There is not much threat to patients with sickle cell disease (SCD) due to COVID-19 with two people (in their 40s) in all having lost their lives in Oman in the last few months. SCD patients are in no particular risk now compared to others times.
This was revealed at the first-ever Sickle Cell Disease Media Event held in a virtual conference organised by Novartis on Monday.
At the event, ten experts from the Gulf region presented insights and analysis of SCD.
Salam Salim al Kindi, professor and consultant haematologist at the Department of Haematology, College of Medicine and Health Sciences, Sultan Qaboos University, said that though it is not clear whether SCD and COVID-19 have any direct or indirect links, it has been observed in Oman that the mortality rate of people with SCD has reduced in the last few months.
“There have been two deaths in Oman. I think the reasons are that people are forced to stay indoors and hence there is less exhaustion for SCD patients. There is more home food and less exposure to outdoors,” he said.
He added that there are almost 8,000 patients with SCD in Oman.
“It is sad that the life expectancy of people reduces due to SCD. There are about 120 to 150 patients every year.”
SCD is one of the most common chronic blood disorders in the world.
Globally, around 300,000 babies are born with the disease annually, while 300mn people carry the trait.

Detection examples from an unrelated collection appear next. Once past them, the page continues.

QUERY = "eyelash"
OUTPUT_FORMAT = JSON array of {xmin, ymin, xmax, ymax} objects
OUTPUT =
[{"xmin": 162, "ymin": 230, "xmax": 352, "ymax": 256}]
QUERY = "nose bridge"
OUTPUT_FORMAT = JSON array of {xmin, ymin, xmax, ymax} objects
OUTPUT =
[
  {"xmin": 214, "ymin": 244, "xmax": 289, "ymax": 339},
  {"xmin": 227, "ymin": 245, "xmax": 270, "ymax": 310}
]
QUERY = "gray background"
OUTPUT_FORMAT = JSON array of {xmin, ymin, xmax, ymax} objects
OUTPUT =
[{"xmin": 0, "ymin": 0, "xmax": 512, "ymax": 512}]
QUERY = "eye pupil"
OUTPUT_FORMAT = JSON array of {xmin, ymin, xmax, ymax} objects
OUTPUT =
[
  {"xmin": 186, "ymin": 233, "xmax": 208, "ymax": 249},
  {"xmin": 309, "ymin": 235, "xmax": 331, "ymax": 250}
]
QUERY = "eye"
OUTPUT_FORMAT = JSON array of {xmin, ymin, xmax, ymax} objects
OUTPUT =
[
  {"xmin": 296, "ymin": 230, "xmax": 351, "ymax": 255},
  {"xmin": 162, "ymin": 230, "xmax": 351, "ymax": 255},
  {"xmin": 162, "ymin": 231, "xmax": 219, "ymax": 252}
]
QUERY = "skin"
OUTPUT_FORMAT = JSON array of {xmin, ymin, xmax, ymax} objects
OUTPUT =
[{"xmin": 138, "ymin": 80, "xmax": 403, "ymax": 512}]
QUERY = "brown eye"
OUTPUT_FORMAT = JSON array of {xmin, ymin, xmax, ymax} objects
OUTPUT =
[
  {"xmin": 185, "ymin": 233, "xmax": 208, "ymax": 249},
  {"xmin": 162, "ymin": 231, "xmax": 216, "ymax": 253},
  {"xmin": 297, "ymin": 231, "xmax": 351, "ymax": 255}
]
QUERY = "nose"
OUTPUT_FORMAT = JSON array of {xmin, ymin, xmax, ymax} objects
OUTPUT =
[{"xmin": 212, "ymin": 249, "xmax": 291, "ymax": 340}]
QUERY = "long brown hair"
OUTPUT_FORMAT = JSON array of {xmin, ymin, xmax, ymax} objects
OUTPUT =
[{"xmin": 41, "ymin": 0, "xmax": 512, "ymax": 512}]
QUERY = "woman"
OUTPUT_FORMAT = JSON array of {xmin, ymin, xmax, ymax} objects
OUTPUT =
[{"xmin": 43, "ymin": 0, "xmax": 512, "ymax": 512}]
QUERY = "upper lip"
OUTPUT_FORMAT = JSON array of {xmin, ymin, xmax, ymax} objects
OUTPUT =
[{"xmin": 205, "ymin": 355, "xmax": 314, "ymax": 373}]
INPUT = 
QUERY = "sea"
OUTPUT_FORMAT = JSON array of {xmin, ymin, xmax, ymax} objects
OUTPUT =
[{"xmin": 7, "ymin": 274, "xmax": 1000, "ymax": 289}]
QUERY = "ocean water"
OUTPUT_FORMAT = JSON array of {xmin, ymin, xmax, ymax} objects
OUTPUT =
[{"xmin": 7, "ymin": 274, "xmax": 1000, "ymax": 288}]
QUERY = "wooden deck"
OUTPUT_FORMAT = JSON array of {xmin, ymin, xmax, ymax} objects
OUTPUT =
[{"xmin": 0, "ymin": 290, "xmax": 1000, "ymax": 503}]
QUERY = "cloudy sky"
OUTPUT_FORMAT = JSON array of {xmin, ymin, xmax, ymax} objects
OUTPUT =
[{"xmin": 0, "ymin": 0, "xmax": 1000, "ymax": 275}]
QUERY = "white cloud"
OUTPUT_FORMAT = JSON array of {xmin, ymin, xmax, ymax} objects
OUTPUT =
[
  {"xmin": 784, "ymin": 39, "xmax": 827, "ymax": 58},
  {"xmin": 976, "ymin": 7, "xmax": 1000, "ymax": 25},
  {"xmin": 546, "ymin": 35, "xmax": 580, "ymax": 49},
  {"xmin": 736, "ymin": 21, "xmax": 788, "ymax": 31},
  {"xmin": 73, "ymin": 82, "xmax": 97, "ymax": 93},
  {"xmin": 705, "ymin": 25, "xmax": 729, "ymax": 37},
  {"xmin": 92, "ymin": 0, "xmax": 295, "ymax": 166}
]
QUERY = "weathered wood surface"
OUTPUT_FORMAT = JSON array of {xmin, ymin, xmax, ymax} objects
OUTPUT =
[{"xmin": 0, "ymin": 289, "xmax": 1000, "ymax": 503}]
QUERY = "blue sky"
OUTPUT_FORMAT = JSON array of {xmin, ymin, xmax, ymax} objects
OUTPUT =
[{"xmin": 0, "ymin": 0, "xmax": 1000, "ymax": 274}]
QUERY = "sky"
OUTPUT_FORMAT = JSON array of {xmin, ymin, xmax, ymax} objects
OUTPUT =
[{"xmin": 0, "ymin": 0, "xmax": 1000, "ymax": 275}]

The Gulf region has a high prevalence rate of SCD with more cases found in Saudi Arabia, Oman and Bahrain.
Dr Thuraya al Hosni, president of Oman Hereditary Blood Disorder Association, said, “The pain of Sickle Cell Disease is indescribable; it is like having a hammer knocking your bones the hardest you can with increasing frequency. It is a very terrible pain. For a woman though, this pain is only 20 per cent of labour pain.”
She said people grappling with SCD also face social stigma.
“They need painkillers like morphine, which they find difficult to get as people think seeking these drugs is a sin.”
Dr Thuraya said SCD impacts every part of the body, including bones and eyes.
“We need a holistic approach to resolve the issue. Many young people are losing their lives and we need to take the right steps to tackle SCD as well as the social stigma attached to it.”